Crescita, Caon: Ripartiamo dal turismo, subito detrazioni per settore ricettivo

“Ormai neppure lo stesso governo ha il coraggio di negare la gravissima situazione dell’economia italiana: assordante il silenzio seguito all’approvazione del Def da parte dei solitamente ciarlieri ministri gialloverdi.

I festeggiamenti dal balcone di Palazzo Chigi e le conferenze stampa dai toni trionfali sono ormai un lontano ricordo, così come le ottimistiche previsioni sulla crescita, tagliate rispetto a dicembre di un mostruoso 80%.

Per uscire dalla palude della recessione, oggi più che mai occorre rilanciare crescita e investimenti. Non bastano gli annunci, come quello su una flat tax impossibile da realizzare nell’attuale situazione finanziaria, con le casse dello stato prosciugate dal reddito di cittadinanza e dalle altre spese assistenziali decise dal governo. Servono provvedimenti concreti che possano essere resi immediatamente operativi senza distruggere i conti pubblici.

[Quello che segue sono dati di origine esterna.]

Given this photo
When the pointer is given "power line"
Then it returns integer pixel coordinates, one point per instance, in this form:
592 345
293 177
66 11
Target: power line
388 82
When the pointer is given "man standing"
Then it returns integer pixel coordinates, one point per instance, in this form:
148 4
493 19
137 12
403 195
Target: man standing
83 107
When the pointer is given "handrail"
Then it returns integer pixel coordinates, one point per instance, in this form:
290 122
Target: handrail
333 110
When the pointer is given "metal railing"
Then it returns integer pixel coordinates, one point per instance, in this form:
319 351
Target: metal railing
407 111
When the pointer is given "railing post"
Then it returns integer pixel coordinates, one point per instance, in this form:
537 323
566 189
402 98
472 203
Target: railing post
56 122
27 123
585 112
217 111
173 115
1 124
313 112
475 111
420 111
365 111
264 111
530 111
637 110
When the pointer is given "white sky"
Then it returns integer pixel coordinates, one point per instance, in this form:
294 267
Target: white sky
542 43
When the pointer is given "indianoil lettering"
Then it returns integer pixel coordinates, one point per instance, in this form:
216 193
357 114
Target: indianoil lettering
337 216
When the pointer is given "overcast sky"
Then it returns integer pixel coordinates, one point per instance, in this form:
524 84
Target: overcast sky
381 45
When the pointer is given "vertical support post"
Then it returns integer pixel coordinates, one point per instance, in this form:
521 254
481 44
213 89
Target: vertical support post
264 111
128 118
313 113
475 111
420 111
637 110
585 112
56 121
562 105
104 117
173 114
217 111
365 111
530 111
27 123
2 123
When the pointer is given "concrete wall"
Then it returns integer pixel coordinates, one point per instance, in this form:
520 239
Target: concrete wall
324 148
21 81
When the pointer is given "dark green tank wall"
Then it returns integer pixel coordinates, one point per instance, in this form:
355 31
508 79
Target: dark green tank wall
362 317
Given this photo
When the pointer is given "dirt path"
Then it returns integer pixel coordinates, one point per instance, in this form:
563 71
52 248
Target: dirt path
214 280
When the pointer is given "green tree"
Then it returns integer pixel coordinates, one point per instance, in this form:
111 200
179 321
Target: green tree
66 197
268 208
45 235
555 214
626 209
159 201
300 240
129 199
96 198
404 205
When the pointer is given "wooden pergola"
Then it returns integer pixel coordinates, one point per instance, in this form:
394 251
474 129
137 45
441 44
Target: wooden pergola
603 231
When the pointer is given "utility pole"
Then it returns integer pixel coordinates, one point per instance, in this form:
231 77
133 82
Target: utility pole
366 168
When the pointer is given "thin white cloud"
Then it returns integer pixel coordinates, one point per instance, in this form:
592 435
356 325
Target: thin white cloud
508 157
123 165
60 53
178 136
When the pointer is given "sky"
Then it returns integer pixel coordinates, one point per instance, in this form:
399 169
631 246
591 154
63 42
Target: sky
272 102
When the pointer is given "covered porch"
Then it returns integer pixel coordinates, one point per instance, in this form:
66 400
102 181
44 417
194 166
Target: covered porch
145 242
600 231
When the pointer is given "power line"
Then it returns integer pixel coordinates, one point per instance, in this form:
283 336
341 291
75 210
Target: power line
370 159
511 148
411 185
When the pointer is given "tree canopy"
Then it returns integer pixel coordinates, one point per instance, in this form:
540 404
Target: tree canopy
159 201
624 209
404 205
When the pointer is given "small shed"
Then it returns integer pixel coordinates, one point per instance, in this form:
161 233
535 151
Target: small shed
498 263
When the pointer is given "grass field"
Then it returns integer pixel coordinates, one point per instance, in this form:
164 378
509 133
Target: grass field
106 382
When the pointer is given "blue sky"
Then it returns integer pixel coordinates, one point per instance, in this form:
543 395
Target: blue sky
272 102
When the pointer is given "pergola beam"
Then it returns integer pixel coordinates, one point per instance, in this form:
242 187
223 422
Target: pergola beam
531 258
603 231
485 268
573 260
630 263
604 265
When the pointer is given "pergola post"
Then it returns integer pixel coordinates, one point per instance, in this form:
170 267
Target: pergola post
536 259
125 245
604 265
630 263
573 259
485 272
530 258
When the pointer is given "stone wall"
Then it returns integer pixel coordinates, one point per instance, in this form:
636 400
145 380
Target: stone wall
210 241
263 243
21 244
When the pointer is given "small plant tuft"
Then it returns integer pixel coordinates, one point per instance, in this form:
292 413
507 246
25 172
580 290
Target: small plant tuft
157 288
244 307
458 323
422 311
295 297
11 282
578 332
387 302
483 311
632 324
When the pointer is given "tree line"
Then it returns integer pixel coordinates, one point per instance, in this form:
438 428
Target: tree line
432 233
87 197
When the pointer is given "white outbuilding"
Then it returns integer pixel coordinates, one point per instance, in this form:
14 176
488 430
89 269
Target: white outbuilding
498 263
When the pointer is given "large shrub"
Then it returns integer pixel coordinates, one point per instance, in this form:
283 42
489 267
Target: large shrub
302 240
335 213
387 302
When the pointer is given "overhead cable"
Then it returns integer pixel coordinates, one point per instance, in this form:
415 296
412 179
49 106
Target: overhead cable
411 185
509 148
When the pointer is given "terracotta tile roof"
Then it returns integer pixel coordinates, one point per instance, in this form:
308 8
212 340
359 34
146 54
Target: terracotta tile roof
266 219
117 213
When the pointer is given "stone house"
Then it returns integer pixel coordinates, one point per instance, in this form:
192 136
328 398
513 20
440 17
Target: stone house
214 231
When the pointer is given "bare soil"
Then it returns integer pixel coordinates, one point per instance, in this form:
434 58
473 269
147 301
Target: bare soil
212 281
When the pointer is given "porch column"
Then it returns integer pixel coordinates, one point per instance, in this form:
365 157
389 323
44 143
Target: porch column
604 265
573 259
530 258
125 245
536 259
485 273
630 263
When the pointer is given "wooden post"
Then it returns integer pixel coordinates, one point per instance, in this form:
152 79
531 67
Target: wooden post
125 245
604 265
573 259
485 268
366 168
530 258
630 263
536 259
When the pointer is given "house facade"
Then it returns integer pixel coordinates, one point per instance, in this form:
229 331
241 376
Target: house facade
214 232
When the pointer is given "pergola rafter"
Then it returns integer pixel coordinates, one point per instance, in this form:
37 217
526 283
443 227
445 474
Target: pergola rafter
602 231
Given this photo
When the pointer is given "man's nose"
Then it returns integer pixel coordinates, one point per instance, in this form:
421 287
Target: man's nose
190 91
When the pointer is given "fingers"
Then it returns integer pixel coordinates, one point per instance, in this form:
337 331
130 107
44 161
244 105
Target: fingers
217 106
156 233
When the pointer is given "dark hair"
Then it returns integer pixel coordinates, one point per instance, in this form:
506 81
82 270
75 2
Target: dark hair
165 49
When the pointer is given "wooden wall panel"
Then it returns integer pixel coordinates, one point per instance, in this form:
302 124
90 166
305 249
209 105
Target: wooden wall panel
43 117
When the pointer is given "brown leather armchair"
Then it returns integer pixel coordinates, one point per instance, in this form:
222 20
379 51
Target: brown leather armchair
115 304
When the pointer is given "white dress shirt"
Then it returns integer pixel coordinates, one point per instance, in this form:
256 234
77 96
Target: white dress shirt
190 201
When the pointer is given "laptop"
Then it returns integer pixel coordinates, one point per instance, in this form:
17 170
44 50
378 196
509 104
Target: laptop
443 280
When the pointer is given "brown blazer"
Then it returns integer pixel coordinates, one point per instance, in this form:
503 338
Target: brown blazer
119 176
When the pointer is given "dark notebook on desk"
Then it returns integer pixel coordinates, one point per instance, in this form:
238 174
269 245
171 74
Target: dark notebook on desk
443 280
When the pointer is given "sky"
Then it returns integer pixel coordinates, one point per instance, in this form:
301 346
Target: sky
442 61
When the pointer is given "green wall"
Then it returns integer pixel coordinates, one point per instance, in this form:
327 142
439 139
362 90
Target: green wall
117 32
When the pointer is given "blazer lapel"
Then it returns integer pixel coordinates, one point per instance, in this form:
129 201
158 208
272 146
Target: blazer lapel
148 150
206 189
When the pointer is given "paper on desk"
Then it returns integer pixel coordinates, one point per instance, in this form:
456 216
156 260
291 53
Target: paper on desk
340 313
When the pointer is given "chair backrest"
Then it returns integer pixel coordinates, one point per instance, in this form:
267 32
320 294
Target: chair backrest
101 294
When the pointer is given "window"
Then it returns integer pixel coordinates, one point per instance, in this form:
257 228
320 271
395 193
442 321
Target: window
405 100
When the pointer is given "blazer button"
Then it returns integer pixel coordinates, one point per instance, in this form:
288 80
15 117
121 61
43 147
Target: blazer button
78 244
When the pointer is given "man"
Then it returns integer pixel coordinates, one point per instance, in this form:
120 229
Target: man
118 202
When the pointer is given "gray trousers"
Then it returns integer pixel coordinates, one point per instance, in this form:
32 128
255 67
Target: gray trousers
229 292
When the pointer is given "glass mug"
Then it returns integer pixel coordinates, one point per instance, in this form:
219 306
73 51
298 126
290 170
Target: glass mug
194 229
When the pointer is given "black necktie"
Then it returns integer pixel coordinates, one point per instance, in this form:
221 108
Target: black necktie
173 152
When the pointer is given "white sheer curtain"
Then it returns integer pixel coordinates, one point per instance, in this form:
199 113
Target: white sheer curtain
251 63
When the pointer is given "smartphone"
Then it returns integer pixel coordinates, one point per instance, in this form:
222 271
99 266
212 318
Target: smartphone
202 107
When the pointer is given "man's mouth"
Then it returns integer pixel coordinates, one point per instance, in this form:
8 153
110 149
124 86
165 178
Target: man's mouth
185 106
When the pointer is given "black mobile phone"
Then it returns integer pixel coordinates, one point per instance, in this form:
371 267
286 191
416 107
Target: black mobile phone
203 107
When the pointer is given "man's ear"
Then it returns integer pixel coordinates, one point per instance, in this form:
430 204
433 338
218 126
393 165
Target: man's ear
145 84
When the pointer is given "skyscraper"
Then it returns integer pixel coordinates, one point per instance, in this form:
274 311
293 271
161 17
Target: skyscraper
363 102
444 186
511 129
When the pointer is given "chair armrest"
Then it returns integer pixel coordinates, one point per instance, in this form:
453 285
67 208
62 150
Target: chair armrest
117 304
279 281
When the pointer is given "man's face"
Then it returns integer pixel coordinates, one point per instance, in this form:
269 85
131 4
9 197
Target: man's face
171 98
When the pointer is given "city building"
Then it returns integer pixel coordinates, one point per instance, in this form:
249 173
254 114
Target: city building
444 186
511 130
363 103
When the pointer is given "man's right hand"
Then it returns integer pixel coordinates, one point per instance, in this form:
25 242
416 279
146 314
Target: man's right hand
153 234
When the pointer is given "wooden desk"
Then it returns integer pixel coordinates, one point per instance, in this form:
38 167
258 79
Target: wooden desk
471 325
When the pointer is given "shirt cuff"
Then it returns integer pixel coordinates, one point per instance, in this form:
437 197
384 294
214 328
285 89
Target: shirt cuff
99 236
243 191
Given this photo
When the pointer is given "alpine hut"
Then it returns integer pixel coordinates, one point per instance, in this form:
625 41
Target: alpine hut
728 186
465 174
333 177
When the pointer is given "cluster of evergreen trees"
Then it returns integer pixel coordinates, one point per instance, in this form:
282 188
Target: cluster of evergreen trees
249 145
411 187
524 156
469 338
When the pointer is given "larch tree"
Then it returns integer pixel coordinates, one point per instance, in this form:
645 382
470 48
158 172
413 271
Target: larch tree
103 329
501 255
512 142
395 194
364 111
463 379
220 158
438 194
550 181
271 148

Dallo scorso luglio è depositata alla Camera una mia proposta di legge che garantisce agevolazioni fiscali per gli imprenditori del settore alberghiero che ristrutturano o riqualificano le loro strutture. Attraverso un sistema di detrazioni, diverrebbe possibile per questi operatori recuperare fino al 100% del loro investimento, rimettendo in moto il lavoro e creando un circolo virtuoso di sviluppo che a medio termine ripagherebbe lo stato dei mancati introiti della fase iniziale. Mettere le attività del terziario nelle condizioni di investire, che si tratti di alberghi, bar o ristoranti, avrebbe infatti un positivo effetto a cascata su molti altri settori, a partire dall’edilizia: un comparto da sempre trainante dell’economia italiana, e oggi in fortissima crisi a causa della scarsità di commesse, di una burocrazia asfissiante e di un regime fiscale ai limiti del predatorio.

E’ vitale fornire ai costruttori nuove occasioni di lavoro. Ripetere che “il turismo è il nostro petrolio” in qualche ospitata televisiva non è sufficiente: occorre dar seguito alle parole coi fatti. Mettere questa legge in calendario sarebbe un primo, utilissimo passo”.